Karriere als Professorin und Prorektorin
Die Erzählungen ihres Großvaters gingen seiner Enkelin so nahe, daß sie die Kirchengeschichte in der Sowjetunion als Dissertationsthema wählte und über die Verfolgung von Prie-stern, die Katakombenkirchen und über die Schicksale der Betroffenen schrieb.
Die Mutter von drei Kindern arbeitete mehrere Jahre lang als Hochschuldozentin, Professorin und Prorektorin in Saratow, bis sie schließlich 2017 nach Deutschland übersiedelte und seit Mai 2019 als wissenschaftliche Mitarbeiterin beim Bayerischen Kulturzentrum der Deutschen aus Rußland arbeitet.
Erika-Kiwek-Preis 2023
Ihre Leistung, die große Vergangenheit der Rußlanddeutschen der Vergessenheit zu entreißen und ihr ein würdiges Denkmal zu setzen, wurde heuer mit dem Erika-Kiweg-Preis der Österreichischen Landsmannschaft ausgezeichnet.

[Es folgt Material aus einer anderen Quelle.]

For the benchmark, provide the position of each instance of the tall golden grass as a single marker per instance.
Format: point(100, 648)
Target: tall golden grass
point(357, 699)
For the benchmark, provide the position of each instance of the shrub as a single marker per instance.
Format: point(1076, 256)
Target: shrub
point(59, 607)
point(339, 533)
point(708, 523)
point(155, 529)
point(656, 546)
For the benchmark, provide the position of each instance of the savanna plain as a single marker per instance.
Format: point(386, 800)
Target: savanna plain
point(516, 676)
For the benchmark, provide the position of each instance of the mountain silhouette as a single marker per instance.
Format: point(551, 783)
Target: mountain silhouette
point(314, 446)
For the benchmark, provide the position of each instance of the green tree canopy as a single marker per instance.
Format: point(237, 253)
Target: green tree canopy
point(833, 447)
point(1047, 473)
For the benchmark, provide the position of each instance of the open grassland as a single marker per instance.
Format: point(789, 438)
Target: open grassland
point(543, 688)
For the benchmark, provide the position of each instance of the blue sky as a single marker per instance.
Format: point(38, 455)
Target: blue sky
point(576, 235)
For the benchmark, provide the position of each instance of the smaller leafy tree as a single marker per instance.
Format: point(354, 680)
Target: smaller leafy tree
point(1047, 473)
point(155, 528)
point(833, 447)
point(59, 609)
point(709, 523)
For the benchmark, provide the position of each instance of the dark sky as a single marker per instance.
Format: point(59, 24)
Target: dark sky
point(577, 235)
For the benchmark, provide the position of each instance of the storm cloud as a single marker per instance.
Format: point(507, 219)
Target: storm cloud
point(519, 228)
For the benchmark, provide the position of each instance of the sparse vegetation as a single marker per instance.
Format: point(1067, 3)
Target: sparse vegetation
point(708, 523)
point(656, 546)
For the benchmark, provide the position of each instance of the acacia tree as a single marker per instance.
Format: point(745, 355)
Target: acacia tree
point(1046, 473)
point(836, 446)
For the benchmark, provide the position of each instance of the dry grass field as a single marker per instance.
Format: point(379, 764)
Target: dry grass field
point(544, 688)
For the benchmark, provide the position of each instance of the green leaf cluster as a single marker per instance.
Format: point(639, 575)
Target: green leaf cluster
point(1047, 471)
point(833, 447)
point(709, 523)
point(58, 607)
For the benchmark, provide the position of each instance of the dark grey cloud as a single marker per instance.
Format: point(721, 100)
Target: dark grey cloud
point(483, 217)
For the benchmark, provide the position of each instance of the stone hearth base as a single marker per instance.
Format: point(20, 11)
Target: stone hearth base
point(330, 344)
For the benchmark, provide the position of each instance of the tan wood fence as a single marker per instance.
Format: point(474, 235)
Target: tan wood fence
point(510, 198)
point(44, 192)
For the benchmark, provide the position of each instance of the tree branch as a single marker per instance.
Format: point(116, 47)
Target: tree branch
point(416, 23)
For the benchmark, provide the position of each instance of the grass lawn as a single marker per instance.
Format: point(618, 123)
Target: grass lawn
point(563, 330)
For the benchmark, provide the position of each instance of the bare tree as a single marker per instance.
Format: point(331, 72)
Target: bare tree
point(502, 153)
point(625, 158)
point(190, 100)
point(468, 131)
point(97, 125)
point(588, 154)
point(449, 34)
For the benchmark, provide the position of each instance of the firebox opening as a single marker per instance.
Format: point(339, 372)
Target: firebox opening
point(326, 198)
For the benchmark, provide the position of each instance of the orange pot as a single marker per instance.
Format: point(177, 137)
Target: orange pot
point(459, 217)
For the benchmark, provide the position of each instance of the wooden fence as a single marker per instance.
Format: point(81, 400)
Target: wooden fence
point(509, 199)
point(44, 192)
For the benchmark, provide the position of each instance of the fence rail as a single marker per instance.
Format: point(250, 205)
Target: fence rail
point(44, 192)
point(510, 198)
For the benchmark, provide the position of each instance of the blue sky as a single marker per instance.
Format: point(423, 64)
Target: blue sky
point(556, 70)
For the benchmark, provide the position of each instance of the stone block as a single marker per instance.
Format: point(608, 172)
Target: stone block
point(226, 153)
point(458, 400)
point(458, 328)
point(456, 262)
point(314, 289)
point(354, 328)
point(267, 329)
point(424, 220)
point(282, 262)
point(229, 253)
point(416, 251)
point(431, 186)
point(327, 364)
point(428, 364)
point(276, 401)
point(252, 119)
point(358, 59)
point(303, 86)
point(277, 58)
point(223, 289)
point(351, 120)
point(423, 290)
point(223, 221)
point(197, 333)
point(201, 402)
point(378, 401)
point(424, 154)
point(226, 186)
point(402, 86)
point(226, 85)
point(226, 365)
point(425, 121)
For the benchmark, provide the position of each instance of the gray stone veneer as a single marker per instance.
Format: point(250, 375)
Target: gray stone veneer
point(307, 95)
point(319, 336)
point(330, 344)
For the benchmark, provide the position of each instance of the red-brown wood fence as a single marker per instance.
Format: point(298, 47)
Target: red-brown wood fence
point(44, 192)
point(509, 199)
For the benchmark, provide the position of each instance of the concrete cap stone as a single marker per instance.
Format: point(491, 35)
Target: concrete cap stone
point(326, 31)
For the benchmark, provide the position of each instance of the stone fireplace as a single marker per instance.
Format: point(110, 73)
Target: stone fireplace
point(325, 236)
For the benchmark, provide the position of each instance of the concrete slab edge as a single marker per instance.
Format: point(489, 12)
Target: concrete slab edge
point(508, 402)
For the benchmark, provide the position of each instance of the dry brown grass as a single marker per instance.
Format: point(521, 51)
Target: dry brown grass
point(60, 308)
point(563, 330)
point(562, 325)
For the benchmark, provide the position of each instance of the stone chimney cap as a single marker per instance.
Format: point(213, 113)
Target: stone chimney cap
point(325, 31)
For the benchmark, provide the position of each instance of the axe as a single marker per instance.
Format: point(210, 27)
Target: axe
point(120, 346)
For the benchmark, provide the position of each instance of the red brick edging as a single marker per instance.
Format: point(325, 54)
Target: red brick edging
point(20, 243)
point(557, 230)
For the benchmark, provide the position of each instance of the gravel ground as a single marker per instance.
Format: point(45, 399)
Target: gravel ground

In Gegenwart des Dritten Nationalratspräsidenten, Ing. Norbert Hofer, überreichte Mag. Christoph Bathelt, 3. Obmann der ÖLM, im Rahmen des Schulvereinstages 2023 in den Räumlichkeiten des österreichischen Parlaments Prof. Litzenberger Urkunde und Preisgeld für ihre wissenschaftlichen Arbeiten zur Geschichte der Rußlanddeutschen und damit für die Belebung dieses Erbes. Im Rahmen ihrer gegenwärtigen Berufstätigkeit in Bayern fördert sie Kulturschaffende aus den Reihen der Rußlanddeutschen, dokumentiert die Schicksale ihrer Landsleute und verbindet die Deutschen in nah und fern. Bathelt würdigte in seiner Laudatio die Ausstellungen, Lesungen, Vorträge und zahlreichen digitalen Angebote rund um die Rußlanddeutschen, die Olga Litzenberger auf die Beine stellt.
Berührende Dankesworte
Prof. Litzenberger berichtete in ihrer Dankesrede von einer alten Frau, die 1941 als Frühchen geboren wurde, nachdem ihrer Mutter die Deportation angekündigt worden war. Der Großvater baute in Erwartung des Schlimmsten einen Sarg für das kleine Mädchen, füllte ihn aber mit den deutschen Bibeln der Kirche. Der Säugling überlebte glücklicherweise, einige der Bibeln sind heute im Museum in Bayern zu sehen.
Solche Geschichten und der Preis der ÖLM seien es, sagte die sympathische Frau, die sie „ermutigen, den angefangenen Weg weiterzugehen und auch weiter Verantwortung für die Geschichte und die Gegenwart der Rußlanddeutschen zu übernehmen“. Ein zehnbändiges historisches Lexikon zur Geschichte der deutschen Siedlungen ist in Arbeit. „Zurzeit leite ich auch ein neues riesiges Projekt“, sagte sie bei der Preisverleihung, nämlich die „Zeitzeugenbefragung“.
Einreichungen für 2024 ab sofort möglich!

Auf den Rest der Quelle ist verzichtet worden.